Swin Transformer - Githubissues

hila-chefer / Transformer-MM-Explainability

[ICCV 2021- Oral] Official PyTorch implementation for Generic Attention-model Explainability for Interpreting Bi-Modal and Encoder-Decoder Transformers, a novel method to visualize any Transformer-based network. Including examples for DETR, VQA.

MIT License

801 stars 107 forks source link

Swin Transformer #4

Closed KP-Zhang closed 3 years ago

KP-Zhang commented 3 years ago

Hello Hila, Thank you for your great work. It is impressive. Right now, I am working on visualizing attention maps with Swin Transformer. Your work brings me some interesting insights. In your code CLIP-explainability.ipynb

for blk in image_attn_blocks:
      grad = blk.attn_grad
      cam = blk.attn_probs
      cam = cam.reshape(-1, cam.shape[-1], cam.shape[-1])
      grad = grad.reshape(-1, grad.shape[-1], grad.shape[-1])
      cam = grad * cam
      cam = cam.clamp(min=0).mean(dim=0)
      R += torch.matmul(cam, R)

the shapes of grad and cam are supposed to be consistent in attention blocks.
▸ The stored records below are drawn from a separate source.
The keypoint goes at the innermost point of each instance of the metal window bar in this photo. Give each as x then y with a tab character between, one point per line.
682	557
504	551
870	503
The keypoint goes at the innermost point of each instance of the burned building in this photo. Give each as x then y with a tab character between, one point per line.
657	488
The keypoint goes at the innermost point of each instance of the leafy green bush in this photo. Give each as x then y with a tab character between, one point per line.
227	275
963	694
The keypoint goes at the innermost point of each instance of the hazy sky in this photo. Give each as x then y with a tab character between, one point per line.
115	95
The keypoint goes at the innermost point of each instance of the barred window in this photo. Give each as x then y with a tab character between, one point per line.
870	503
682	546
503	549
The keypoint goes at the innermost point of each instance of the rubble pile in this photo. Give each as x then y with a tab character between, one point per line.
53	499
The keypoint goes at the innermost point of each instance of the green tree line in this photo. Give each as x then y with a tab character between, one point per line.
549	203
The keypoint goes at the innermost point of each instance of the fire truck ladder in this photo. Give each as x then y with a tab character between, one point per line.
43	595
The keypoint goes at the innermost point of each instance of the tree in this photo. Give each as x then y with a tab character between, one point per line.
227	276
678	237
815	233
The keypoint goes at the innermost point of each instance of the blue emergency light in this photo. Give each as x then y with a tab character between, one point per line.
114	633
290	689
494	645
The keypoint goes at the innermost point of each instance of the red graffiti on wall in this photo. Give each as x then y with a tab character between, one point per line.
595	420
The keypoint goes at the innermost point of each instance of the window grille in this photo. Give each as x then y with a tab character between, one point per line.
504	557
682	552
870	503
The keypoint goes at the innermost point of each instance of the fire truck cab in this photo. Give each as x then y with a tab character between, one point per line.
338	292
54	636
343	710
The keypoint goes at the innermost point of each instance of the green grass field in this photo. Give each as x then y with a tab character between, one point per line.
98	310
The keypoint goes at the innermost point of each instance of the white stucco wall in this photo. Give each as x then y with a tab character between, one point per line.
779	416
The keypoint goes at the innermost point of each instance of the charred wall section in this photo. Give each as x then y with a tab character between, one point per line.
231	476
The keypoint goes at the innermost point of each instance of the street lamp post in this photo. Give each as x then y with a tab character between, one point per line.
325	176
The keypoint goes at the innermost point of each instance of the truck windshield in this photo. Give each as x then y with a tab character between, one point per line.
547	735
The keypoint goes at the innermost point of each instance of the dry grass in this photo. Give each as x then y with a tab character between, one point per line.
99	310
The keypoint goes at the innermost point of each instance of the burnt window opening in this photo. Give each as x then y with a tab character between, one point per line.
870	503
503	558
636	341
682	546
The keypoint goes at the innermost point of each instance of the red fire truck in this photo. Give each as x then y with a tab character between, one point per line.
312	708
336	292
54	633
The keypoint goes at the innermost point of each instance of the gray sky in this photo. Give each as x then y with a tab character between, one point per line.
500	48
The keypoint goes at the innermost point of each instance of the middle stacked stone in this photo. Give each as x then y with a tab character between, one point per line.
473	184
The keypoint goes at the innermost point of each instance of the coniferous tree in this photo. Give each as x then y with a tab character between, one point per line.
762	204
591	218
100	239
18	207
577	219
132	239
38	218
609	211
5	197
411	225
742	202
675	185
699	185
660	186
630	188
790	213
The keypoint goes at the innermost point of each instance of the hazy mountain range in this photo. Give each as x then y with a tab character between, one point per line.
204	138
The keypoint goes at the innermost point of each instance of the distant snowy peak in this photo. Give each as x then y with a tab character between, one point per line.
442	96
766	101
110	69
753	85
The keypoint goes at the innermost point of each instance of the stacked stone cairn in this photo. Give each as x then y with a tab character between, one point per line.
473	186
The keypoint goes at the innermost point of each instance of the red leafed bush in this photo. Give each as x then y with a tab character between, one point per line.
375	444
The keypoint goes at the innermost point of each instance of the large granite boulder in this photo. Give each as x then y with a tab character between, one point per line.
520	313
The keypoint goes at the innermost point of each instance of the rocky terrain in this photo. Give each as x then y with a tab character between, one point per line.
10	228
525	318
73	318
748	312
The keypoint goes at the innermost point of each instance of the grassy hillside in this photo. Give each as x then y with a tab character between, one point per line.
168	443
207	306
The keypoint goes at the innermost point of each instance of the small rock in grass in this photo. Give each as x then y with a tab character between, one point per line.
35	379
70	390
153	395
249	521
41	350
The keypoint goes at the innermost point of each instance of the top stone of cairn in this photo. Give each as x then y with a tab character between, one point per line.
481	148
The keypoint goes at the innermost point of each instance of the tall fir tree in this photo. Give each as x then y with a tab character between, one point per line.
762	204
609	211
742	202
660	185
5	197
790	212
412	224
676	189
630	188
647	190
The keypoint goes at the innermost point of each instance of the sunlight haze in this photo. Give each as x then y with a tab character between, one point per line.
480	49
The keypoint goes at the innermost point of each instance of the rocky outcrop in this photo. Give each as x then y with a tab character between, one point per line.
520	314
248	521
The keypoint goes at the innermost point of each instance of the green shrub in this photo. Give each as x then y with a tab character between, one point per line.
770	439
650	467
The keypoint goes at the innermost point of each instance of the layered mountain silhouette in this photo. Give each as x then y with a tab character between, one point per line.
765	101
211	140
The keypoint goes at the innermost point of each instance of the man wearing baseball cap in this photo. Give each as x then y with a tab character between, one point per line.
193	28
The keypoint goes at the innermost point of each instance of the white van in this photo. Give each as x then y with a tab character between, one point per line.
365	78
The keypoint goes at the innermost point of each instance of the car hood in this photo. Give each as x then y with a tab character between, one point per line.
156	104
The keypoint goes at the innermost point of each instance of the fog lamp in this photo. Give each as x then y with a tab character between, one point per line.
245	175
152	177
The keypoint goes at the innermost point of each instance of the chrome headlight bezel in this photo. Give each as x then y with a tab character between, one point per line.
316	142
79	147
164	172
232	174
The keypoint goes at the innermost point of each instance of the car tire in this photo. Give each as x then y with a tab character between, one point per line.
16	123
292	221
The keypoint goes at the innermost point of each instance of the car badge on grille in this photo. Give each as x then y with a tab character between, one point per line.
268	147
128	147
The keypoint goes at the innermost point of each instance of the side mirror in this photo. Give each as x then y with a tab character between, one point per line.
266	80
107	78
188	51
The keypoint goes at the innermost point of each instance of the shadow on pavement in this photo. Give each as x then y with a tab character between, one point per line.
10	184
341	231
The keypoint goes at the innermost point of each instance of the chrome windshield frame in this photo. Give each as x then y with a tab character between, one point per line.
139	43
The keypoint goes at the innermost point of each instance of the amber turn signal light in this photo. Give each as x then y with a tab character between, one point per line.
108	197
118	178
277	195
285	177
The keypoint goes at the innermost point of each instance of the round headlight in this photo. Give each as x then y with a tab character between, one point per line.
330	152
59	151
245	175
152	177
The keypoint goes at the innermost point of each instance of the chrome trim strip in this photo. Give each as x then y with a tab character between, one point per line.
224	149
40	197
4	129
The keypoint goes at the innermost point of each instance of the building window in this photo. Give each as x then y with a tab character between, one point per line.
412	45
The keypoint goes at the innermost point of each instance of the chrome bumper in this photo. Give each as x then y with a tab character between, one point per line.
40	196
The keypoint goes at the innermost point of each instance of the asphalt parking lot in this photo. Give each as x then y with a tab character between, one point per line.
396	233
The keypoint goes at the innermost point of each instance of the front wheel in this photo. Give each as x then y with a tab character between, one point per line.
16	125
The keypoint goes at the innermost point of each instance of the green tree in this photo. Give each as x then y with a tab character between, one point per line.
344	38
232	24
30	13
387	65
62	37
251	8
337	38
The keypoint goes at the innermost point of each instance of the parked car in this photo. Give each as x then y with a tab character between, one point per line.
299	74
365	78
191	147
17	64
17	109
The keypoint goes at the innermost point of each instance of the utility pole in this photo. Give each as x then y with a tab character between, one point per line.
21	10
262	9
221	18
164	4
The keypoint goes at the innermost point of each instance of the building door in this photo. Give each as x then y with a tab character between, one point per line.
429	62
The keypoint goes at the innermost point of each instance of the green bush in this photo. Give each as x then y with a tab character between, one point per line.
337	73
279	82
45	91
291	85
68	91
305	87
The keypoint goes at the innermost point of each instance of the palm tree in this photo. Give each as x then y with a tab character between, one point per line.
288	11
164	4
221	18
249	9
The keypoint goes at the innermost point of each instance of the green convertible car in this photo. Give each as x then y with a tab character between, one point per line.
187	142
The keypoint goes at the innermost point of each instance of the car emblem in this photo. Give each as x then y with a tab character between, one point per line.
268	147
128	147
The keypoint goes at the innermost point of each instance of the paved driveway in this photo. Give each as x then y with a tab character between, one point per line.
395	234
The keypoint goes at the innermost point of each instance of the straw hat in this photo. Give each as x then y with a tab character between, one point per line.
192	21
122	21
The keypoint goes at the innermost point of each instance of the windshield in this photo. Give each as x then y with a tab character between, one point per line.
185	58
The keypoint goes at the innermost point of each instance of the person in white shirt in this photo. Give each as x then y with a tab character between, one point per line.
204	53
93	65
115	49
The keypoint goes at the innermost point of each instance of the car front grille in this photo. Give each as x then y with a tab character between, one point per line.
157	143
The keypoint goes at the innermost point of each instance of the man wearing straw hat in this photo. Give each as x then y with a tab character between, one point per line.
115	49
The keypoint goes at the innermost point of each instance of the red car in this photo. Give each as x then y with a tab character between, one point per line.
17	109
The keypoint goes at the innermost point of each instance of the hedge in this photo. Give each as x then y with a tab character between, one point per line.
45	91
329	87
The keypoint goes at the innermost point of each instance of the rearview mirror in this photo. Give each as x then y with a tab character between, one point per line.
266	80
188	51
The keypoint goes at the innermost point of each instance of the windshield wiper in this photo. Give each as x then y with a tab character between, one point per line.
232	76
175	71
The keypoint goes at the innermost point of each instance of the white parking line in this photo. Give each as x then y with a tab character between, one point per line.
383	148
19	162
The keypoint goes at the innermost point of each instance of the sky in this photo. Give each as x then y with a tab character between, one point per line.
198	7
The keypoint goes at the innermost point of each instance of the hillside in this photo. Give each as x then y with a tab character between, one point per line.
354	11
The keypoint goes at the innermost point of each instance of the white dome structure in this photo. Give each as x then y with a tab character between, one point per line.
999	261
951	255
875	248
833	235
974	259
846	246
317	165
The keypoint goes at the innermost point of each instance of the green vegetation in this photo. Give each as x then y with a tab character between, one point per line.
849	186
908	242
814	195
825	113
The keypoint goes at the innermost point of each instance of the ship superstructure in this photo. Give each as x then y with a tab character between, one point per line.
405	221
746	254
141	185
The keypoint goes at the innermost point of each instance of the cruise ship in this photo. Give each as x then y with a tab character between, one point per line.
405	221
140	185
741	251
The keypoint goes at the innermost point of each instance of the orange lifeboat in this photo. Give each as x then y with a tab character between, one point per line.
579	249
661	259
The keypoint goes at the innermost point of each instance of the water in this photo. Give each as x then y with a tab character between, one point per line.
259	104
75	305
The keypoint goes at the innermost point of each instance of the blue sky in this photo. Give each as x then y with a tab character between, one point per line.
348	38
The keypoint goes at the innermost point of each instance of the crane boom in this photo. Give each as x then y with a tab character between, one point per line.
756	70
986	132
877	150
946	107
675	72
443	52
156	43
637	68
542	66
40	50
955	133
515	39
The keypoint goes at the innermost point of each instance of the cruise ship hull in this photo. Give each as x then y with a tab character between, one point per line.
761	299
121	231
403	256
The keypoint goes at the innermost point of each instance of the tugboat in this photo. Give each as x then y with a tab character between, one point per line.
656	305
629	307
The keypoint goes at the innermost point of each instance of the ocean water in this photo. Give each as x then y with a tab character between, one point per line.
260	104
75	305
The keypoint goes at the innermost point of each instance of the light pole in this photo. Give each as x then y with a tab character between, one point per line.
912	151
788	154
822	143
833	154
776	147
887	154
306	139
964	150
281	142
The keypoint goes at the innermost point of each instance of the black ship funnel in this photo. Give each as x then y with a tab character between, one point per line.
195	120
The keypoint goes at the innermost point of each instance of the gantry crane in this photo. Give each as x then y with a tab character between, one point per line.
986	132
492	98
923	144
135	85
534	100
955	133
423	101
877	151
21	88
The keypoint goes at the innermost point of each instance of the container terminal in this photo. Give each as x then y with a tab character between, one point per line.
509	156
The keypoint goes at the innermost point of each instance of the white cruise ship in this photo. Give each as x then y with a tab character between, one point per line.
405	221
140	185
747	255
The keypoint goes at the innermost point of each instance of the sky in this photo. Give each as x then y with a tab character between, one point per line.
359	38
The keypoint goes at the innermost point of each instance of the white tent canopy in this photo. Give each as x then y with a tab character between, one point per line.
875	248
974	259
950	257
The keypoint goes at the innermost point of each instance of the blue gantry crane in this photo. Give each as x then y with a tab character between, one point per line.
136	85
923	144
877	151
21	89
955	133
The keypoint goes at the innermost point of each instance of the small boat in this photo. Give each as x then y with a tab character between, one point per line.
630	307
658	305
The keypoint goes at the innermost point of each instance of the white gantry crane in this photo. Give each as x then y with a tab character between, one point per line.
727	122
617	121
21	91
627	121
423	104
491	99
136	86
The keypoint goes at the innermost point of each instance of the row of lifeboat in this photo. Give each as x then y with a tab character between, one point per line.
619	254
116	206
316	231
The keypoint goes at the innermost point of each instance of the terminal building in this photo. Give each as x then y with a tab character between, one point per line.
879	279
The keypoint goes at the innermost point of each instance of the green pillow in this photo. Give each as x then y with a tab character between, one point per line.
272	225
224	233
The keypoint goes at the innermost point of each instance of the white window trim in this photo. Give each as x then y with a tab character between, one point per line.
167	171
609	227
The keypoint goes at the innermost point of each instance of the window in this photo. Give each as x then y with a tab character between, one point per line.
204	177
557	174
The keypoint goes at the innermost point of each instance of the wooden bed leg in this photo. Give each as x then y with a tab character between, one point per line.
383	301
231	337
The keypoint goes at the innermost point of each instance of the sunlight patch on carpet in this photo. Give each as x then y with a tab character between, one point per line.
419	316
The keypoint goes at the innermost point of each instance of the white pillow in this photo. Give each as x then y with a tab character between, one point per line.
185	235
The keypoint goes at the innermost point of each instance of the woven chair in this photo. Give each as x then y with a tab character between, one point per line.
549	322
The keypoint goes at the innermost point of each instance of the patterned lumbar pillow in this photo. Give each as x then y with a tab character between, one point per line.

However, in Swin Transformer, the patch size changes across blocks, which results in different attention sizes. Can you give me some advice on how can I apply your work to generate relevance in Swin Transformer? Thank you for your time. Best wishes, Kevin

hila-chefer commented 3 years ago

Hi @KP-Zhang, thanks for your interest in our work!

As I understand it and please correct me if I'm wrong, not only is the patch size different but also the attention is applied within each patch. If I understand correctly, I would expand the attention map. Assume your attention map refers to tokens 2,3,4 and there are 6 tokens, I would expand my 3x3 attention map to a 6x6 attention map by padding with zeros, and keeping the information from my 3x3 attention maps in the appropriate places. All the calculations, in this case, will remain exactly the same other than the fact that each layer will now have several updates for each patch for which we apply self-attention (which are independent since each will update different tokens). Please let me know if this is helpful, since I'm not 100% familiar with the implementation details of Swin Transformers there may be something I'm missing here, but generally speaking, this should work.

All the best, Hila.

KP-Zhang commented 3 years ago

Hi @hila-chefer, thank you for your response.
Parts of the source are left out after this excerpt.